Job Summary:
Google is a leading technology company known for its innovative solutions and services. They are seeking a Systems Debug Engineer Manager to lead a technical team in managing and debugging cloud AI infrastructure, ensuring high performance and reliability while collaborating with various teams to resolve customer challenges.
Responsibilities:
• Drive technical team performance across on-call activities and system management by delivering leadership, mentorship, and career development while collaborating with primary responders to address system issues.
• Debug platform hardware, silicon, and AI/ML workloads to drive root-cause resolution, develop permanent infrastructure improvements, and build tools for faster diagnosis through troubleshooting and reproduction.
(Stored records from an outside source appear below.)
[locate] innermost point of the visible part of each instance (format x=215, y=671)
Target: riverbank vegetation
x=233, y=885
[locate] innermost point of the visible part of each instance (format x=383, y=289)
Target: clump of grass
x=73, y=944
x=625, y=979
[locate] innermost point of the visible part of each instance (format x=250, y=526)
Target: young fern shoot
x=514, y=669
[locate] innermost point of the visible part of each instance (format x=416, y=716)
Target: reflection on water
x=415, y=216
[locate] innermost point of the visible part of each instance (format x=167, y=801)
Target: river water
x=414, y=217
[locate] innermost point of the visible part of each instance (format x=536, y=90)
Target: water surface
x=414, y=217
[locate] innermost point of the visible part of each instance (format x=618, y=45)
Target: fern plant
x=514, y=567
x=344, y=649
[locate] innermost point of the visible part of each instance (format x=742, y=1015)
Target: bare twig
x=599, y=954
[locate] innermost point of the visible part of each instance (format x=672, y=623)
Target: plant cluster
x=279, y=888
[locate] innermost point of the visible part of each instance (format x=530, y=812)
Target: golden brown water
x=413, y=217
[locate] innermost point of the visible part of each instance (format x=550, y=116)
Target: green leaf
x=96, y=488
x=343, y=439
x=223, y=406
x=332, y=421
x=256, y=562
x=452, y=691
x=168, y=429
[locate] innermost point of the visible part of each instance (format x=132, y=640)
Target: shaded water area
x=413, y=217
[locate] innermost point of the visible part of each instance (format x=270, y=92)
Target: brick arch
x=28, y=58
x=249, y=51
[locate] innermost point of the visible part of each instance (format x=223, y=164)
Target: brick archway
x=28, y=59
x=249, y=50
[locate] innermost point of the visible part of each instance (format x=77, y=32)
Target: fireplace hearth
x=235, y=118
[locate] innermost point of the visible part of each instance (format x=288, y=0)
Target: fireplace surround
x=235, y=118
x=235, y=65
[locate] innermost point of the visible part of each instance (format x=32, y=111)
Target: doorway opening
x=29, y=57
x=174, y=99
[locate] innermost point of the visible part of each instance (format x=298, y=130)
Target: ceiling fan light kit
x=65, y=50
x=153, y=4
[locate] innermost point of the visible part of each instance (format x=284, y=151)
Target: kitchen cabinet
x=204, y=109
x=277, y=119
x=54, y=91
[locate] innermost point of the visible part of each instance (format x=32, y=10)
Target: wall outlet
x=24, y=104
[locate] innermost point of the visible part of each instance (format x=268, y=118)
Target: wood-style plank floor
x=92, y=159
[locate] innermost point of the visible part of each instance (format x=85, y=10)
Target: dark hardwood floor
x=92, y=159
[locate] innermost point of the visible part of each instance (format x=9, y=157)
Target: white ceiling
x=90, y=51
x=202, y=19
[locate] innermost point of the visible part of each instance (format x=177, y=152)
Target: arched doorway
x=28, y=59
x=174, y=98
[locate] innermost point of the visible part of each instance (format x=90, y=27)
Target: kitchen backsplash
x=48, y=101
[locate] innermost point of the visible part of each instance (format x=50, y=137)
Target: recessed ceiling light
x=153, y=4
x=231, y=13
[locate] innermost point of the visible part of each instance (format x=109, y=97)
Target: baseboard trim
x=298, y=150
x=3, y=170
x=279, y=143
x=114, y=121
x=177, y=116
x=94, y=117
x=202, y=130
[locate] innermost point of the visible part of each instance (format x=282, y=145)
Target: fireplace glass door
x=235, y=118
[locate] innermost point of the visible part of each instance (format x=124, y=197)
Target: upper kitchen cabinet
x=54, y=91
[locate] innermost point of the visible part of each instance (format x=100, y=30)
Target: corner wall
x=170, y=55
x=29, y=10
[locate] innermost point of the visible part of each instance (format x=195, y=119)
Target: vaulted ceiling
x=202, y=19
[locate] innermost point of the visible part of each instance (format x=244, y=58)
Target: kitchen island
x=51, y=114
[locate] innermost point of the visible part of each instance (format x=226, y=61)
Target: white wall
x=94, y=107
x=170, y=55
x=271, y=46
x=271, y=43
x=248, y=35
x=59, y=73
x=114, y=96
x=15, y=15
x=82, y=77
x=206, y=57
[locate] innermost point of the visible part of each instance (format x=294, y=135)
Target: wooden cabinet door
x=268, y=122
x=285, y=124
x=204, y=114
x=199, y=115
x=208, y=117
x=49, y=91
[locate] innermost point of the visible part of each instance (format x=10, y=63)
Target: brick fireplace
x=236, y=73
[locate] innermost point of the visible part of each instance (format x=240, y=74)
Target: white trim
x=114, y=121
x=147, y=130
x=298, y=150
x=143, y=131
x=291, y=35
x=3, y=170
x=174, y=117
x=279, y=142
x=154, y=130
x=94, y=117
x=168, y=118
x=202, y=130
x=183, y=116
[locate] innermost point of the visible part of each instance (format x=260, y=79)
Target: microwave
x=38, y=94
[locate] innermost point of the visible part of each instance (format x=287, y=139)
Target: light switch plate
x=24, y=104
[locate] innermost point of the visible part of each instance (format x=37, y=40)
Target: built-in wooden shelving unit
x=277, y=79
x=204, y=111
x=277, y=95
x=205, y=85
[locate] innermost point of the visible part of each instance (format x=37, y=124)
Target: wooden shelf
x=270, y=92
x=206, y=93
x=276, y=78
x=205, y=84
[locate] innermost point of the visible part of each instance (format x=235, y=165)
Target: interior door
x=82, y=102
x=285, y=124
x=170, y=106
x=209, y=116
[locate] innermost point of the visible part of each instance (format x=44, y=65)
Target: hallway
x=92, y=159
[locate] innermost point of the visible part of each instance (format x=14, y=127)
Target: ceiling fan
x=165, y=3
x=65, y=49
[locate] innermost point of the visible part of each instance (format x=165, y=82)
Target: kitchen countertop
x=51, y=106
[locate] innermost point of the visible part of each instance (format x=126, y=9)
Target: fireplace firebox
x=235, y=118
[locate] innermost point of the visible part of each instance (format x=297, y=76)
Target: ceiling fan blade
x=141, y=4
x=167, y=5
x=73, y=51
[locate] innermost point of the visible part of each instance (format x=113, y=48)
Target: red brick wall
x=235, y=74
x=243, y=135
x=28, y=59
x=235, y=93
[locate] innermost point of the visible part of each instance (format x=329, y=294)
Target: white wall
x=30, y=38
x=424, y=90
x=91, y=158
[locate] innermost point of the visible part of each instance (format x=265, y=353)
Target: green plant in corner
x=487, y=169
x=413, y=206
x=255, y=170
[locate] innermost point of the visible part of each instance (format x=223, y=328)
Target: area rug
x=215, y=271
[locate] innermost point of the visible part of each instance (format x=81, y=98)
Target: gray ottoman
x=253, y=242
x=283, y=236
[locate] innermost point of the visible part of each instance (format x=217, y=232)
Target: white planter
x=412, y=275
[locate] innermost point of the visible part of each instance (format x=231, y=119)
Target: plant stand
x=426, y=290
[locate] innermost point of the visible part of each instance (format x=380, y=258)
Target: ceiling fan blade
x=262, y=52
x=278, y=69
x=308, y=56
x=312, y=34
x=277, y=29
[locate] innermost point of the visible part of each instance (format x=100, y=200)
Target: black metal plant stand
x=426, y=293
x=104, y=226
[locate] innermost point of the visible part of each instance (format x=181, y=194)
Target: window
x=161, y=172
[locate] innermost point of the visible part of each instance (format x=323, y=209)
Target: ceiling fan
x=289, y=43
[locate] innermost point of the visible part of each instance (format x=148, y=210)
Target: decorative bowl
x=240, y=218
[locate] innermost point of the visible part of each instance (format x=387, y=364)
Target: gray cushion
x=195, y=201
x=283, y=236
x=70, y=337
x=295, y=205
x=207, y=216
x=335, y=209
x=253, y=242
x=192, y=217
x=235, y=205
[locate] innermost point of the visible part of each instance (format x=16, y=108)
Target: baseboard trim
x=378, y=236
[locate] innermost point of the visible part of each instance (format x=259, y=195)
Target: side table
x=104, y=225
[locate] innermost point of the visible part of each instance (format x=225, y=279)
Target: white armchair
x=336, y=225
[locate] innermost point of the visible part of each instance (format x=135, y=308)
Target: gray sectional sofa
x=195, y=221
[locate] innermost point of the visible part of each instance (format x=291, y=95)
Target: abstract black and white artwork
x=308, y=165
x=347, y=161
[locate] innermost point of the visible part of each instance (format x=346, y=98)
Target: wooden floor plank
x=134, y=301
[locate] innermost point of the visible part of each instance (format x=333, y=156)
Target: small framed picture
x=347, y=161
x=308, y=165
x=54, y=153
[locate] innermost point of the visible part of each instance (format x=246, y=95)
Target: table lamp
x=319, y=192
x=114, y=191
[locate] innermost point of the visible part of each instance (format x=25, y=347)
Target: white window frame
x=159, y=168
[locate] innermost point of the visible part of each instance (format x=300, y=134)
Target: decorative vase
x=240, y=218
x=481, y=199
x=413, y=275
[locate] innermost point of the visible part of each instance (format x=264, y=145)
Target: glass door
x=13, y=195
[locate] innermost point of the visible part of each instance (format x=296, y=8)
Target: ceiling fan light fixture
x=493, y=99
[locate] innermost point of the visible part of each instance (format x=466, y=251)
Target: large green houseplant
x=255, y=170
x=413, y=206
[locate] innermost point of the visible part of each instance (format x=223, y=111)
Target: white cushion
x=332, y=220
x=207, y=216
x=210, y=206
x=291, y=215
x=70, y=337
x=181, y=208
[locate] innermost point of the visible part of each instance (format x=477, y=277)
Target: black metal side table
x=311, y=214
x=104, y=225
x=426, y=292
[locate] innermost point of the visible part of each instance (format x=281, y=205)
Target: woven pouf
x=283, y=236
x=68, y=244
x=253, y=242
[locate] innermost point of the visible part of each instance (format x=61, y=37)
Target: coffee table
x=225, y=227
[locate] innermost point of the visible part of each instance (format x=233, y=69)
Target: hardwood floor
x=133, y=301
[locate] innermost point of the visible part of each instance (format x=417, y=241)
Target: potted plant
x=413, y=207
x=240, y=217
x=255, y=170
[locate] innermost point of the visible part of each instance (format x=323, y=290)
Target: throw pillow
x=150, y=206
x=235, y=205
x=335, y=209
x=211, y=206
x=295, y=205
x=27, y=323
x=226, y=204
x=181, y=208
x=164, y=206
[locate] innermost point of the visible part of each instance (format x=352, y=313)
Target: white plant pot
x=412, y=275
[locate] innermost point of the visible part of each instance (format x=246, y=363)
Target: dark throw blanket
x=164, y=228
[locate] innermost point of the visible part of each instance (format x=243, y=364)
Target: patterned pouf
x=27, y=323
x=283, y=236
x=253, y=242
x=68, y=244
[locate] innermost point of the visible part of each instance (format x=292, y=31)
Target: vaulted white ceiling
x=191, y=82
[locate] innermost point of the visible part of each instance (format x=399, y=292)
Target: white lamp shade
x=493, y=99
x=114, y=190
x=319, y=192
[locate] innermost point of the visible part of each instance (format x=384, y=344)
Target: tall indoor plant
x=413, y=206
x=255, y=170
• Collaborate cross-functionally with Product, Quality, and Engineering teams to enhance product outcomes, and engage with Site Reliability Engineering (SRE) teams to ensure high-quality production and reliability.
• Resolve customer challenges on AI/ML infrastructure through effective diagnosis, resolution, and the implementation of investigation tools to increase productivity for critical reported issues.
• Serve as a consultant and subject matter expert for internal stakeholders to resolve deployment and operational obstacles across AI infrastructure environments daily.
Qualifications:
Required:
• Bachelor's degree in Computer Science or IT-related field, or equivalent practical experience.
• 8 years of experience with system design.
• 5 years of experience managing or leading a team.
• 5 years of experience with managing technical work, engineering strategy, and roadmaps.
• 5 years of experience with hardware debug (silicon debug, platform debug, IO interface, memory analysis).
• 3 years of experience with organizational design.
Preferred:
• 5 years of experience working with vendors or customers.
• 3 years of experience with leadership development and career growth of employees.
• 3 years of experience in analyzing and troubleshooting distributed systems.
• 2 years of CPU, dGPU, or TPU debug or validation experience.
• Understanding of memory and high-speed IO technologies.
Company:
Google specializes in internet-related services and products, including search, advertising, and software. It is a sub-organization of Alphabet. Founded in 1998, the company is headquartered in Mountain View, USA, with a team of 10001+ employees. The company is currently Late Stage.